Way back when, my goal was to become a scientist. Specifically biology…..research….genetics. I wanted to find a cure for leukemia. Lofty goals indeed, and long ago discarded for a different path, but I have remained fascinated by biology and the advancements that have occurred in the past decades. I’ve always admired the elegance of mathematics as well – okay, okay, so I’m a nerdy girl. Guilty as charged.
A few months ago I was listening to NPR, a discussion about animals and relative longevity. (http://www.npr.org/templates/story/story.php?storyID=12877984) We’ve always known that smaller animals generally have a shorter lifespan than larger ones, and that their heartbeats are much faster. So one might logically conclude that a small animal’s heart just plain wears out sooner.
It turns out that this is true – but there’s more to the story. There’s a mathematical connection to this fact: All animals’ hearts have a capacity for about 1.5 billion heartbeats in a lifetime. Wow! Interesting…and there’s more.

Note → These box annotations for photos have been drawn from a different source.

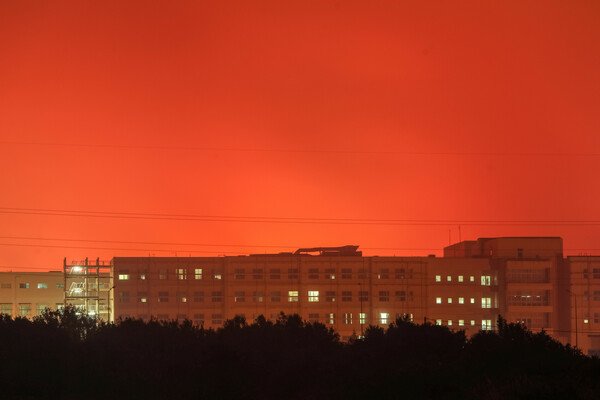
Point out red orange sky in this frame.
[0,1,600,270]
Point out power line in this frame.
[0,140,600,157]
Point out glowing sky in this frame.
[0,0,600,270]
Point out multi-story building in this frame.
[0,271,65,317]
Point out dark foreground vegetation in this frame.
[0,308,600,399]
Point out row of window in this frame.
[435,297,492,308]
[118,290,413,303]
[0,282,65,289]
[435,275,492,286]
[118,268,412,280]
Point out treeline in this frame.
[0,308,600,399]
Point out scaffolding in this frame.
[63,258,114,322]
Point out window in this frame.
[233,292,246,303]
[211,291,223,303]
[379,313,390,325]
[233,268,246,280]
[252,268,264,280]
[175,268,187,281]
[481,319,492,331]
[37,304,48,315]
[158,292,169,303]
[344,313,352,325]
[481,297,492,308]
[325,268,335,279]
[358,313,367,325]
[288,290,298,303]
[325,291,335,303]
[119,292,129,303]
[19,304,31,316]
[358,291,369,301]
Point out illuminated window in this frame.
[269,268,281,279]
[358,313,367,325]
[481,319,492,331]
[119,292,129,303]
[0,304,12,315]
[38,304,48,315]
[233,292,246,303]
[271,292,281,303]
[481,297,492,308]
[325,291,335,303]
[194,292,204,303]
[233,268,246,280]
[19,304,31,316]
[379,313,390,325]
[344,313,352,325]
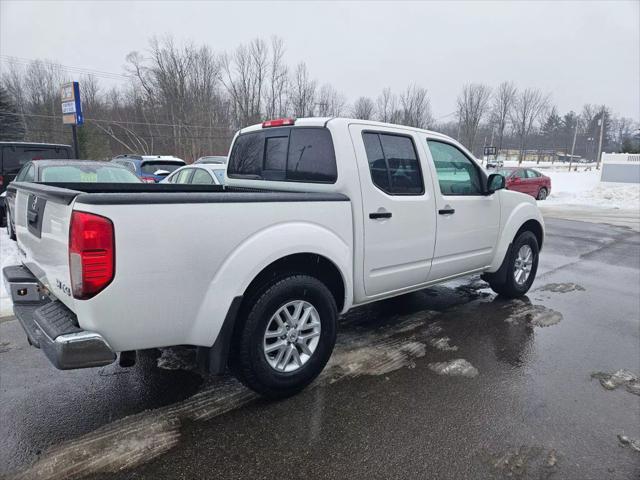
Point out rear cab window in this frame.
[2,145,71,174]
[140,160,184,175]
[227,127,338,183]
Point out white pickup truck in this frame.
[3,118,544,397]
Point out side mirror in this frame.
[487,173,505,195]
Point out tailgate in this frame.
[9,183,81,310]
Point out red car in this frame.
[497,167,551,200]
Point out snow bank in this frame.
[0,228,20,317]
[538,170,640,212]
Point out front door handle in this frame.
[369,212,391,220]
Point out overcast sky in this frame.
[0,0,640,120]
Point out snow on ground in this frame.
[0,228,20,317]
[538,170,640,212]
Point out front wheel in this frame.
[232,274,338,398]
[489,231,540,298]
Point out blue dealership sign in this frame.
[60,82,84,125]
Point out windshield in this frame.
[140,160,184,175]
[40,165,140,183]
[212,169,224,185]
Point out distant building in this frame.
[600,153,640,183]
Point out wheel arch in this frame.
[487,202,544,273]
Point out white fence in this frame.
[600,153,640,183]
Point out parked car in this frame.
[0,142,73,227]
[498,167,551,200]
[160,163,226,185]
[487,159,504,168]
[5,159,142,240]
[4,118,544,397]
[193,155,227,165]
[111,155,186,183]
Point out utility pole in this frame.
[569,118,580,171]
[596,105,604,170]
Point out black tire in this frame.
[489,231,540,298]
[231,274,338,398]
[536,187,548,200]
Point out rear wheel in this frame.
[536,187,548,200]
[489,231,539,298]
[232,274,338,398]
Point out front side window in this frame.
[362,132,424,195]
[191,168,213,185]
[427,140,482,195]
[173,168,193,183]
[227,127,338,183]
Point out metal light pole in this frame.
[596,105,604,170]
[569,119,580,171]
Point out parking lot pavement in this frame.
[0,219,640,479]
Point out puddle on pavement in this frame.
[618,434,640,452]
[156,347,197,371]
[536,282,585,293]
[10,285,562,479]
[428,358,478,378]
[505,300,562,327]
[591,369,640,395]
[429,337,458,352]
[486,446,559,479]
[10,312,440,480]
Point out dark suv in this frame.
[0,142,73,226]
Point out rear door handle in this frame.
[369,212,391,220]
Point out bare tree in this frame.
[289,62,316,117]
[457,83,491,151]
[265,36,289,118]
[351,97,376,120]
[221,38,268,126]
[400,85,433,128]
[491,82,518,152]
[316,83,347,117]
[611,117,633,152]
[510,88,549,165]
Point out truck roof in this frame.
[0,141,71,148]
[238,117,453,140]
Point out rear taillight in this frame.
[262,118,296,128]
[69,212,116,300]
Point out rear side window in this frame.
[227,127,338,183]
[362,132,424,195]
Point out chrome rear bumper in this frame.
[2,265,116,370]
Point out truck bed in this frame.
[9,182,353,351]
[9,182,349,205]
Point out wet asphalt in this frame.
[0,219,640,479]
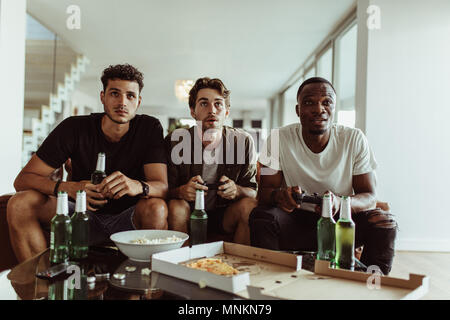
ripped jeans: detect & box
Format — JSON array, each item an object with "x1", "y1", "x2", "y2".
[{"x1": 249, "y1": 206, "x2": 398, "y2": 275}]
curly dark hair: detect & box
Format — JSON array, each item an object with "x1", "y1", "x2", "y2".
[
  {"x1": 189, "y1": 77, "x2": 231, "y2": 109},
  {"x1": 101, "y1": 64, "x2": 144, "y2": 93}
]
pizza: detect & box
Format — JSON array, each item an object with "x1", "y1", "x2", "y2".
[{"x1": 186, "y1": 258, "x2": 239, "y2": 276}]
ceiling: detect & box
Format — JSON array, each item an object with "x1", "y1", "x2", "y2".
[{"x1": 27, "y1": 0, "x2": 356, "y2": 109}]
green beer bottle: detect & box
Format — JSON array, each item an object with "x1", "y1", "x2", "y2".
[
  {"x1": 190, "y1": 190, "x2": 208, "y2": 245},
  {"x1": 91, "y1": 152, "x2": 106, "y2": 209},
  {"x1": 48, "y1": 279, "x2": 72, "y2": 300},
  {"x1": 336, "y1": 196, "x2": 355, "y2": 271},
  {"x1": 317, "y1": 193, "x2": 336, "y2": 261},
  {"x1": 70, "y1": 190, "x2": 89, "y2": 260},
  {"x1": 50, "y1": 191, "x2": 72, "y2": 264}
]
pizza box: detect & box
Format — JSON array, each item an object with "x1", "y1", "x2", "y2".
[
  {"x1": 248, "y1": 260, "x2": 429, "y2": 300},
  {"x1": 152, "y1": 241, "x2": 302, "y2": 298}
]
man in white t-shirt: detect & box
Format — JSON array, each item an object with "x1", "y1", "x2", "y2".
[{"x1": 249, "y1": 77, "x2": 397, "y2": 274}]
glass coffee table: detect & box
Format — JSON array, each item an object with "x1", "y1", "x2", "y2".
[
  {"x1": 0, "y1": 247, "x2": 182, "y2": 300},
  {"x1": 0, "y1": 246, "x2": 246, "y2": 300}
]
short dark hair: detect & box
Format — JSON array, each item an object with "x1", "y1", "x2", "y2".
[
  {"x1": 101, "y1": 63, "x2": 144, "y2": 93},
  {"x1": 297, "y1": 77, "x2": 336, "y2": 100},
  {"x1": 189, "y1": 77, "x2": 231, "y2": 109}
]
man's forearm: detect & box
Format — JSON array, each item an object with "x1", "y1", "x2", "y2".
[{"x1": 351, "y1": 192, "x2": 377, "y2": 212}]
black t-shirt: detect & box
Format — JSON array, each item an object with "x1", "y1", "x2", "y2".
[{"x1": 36, "y1": 113, "x2": 167, "y2": 214}]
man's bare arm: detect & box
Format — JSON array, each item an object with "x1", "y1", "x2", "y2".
[{"x1": 14, "y1": 155, "x2": 84, "y2": 198}]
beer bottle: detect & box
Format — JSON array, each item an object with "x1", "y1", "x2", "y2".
[
  {"x1": 336, "y1": 196, "x2": 355, "y2": 271},
  {"x1": 70, "y1": 190, "x2": 89, "y2": 260},
  {"x1": 47, "y1": 279, "x2": 71, "y2": 300},
  {"x1": 190, "y1": 190, "x2": 208, "y2": 245},
  {"x1": 91, "y1": 152, "x2": 106, "y2": 209},
  {"x1": 50, "y1": 191, "x2": 72, "y2": 264},
  {"x1": 317, "y1": 193, "x2": 336, "y2": 261}
]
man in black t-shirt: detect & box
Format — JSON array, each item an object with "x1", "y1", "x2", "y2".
[{"x1": 7, "y1": 65, "x2": 168, "y2": 262}]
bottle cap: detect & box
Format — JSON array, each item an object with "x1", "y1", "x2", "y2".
[
  {"x1": 95, "y1": 152, "x2": 106, "y2": 172},
  {"x1": 56, "y1": 191, "x2": 69, "y2": 215},
  {"x1": 75, "y1": 190, "x2": 86, "y2": 212},
  {"x1": 195, "y1": 190, "x2": 205, "y2": 210},
  {"x1": 322, "y1": 193, "x2": 333, "y2": 218},
  {"x1": 340, "y1": 196, "x2": 352, "y2": 220}
]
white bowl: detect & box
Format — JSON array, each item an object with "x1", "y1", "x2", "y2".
[{"x1": 110, "y1": 230, "x2": 189, "y2": 262}]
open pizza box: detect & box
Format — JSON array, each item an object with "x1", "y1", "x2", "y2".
[{"x1": 152, "y1": 241, "x2": 429, "y2": 300}]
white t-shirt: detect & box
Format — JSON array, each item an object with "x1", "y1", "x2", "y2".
[{"x1": 259, "y1": 123, "x2": 377, "y2": 196}]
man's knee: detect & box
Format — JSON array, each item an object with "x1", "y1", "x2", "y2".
[
  {"x1": 367, "y1": 209, "x2": 398, "y2": 230},
  {"x1": 6, "y1": 190, "x2": 48, "y2": 227},
  {"x1": 135, "y1": 198, "x2": 168, "y2": 229},
  {"x1": 238, "y1": 198, "x2": 258, "y2": 225},
  {"x1": 248, "y1": 206, "x2": 277, "y2": 224}
]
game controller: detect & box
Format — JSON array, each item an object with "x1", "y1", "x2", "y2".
[
  {"x1": 200, "y1": 181, "x2": 226, "y2": 190},
  {"x1": 292, "y1": 191, "x2": 322, "y2": 206}
]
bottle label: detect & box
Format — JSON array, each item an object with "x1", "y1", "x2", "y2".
[
  {"x1": 50, "y1": 232, "x2": 55, "y2": 250},
  {"x1": 195, "y1": 190, "x2": 205, "y2": 210}
]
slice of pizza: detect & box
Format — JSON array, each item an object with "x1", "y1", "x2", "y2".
[{"x1": 186, "y1": 258, "x2": 239, "y2": 276}]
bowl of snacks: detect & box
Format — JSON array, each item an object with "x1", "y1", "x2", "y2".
[{"x1": 110, "y1": 230, "x2": 189, "y2": 262}]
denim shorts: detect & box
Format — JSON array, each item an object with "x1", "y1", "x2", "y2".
[{"x1": 69, "y1": 201, "x2": 136, "y2": 245}]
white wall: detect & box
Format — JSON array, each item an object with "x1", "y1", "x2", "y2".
[
  {"x1": 357, "y1": 0, "x2": 450, "y2": 251},
  {"x1": 0, "y1": 0, "x2": 26, "y2": 194}
]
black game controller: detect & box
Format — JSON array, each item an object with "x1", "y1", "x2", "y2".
[
  {"x1": 292, "y1": 191, "x2": 322, "y2": 206},
  {"x1": 199, "y1": 181, "x2": 226, "y2": 190}
]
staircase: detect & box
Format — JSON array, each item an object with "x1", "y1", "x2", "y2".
[{"x1": 22, "y1": 40, "x2": 89, "y2": 167}]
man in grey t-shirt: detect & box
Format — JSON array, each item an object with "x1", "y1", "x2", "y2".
[{"x1": 166, "y1": 78, "x2": 257, "y2": 244}]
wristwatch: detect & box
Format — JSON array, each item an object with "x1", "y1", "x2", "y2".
[{"x1": 139, "y1": 181, "x2": 150, "y2": 197}]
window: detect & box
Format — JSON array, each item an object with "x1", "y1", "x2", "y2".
[
  {"x1": 334, "y1": 24, "x2": 357, "y2": 127},
  {"x1": 317, "y1": 46, "x2": 333, "y2": 82},
  {"x1": 281, "y1": 79, "x2": 303, "y2": 126},
  {"x1": 252, "y1": 120, "x2": 262, "y2": 129},
  {"x1": 305, "y1": 67, "x2": 316, "y2": 80}
]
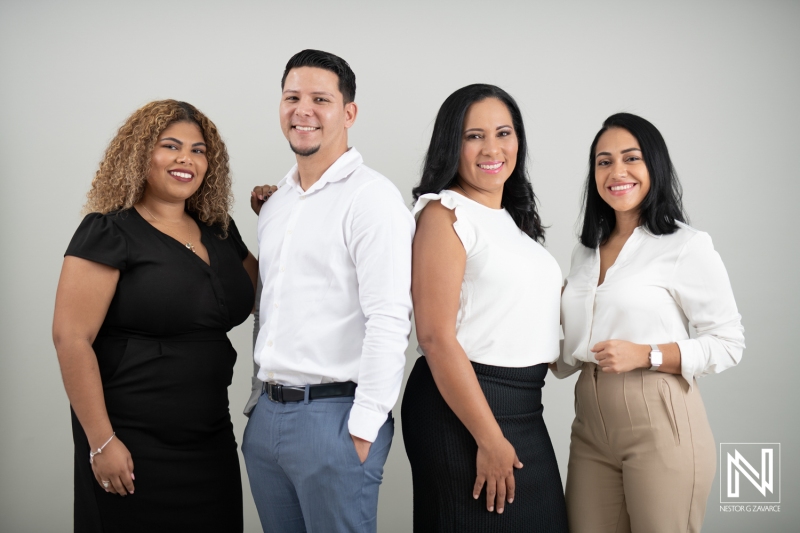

Scientists at the Santa Fe Institute in New Mexico call it Quarter Power Scaling: larger animals have so many more cells to keep going that they have to be a lot more efficient. Their cells actually are slower and do more work than those of smaller creatures. So elephants, rhinos, and whales take a lot longer to use up their 1.5 billion beats than mice, moles, and butterflies. Prof. Geoffrey West, head of the Institute is now proposing that big cities and small villages have a similar relationship: the larger cities – by necessity – are more efficient.
Add this phenomenon to the fractal nature of …..errrr….nature. The closer we look, the more predictability and pattern we see.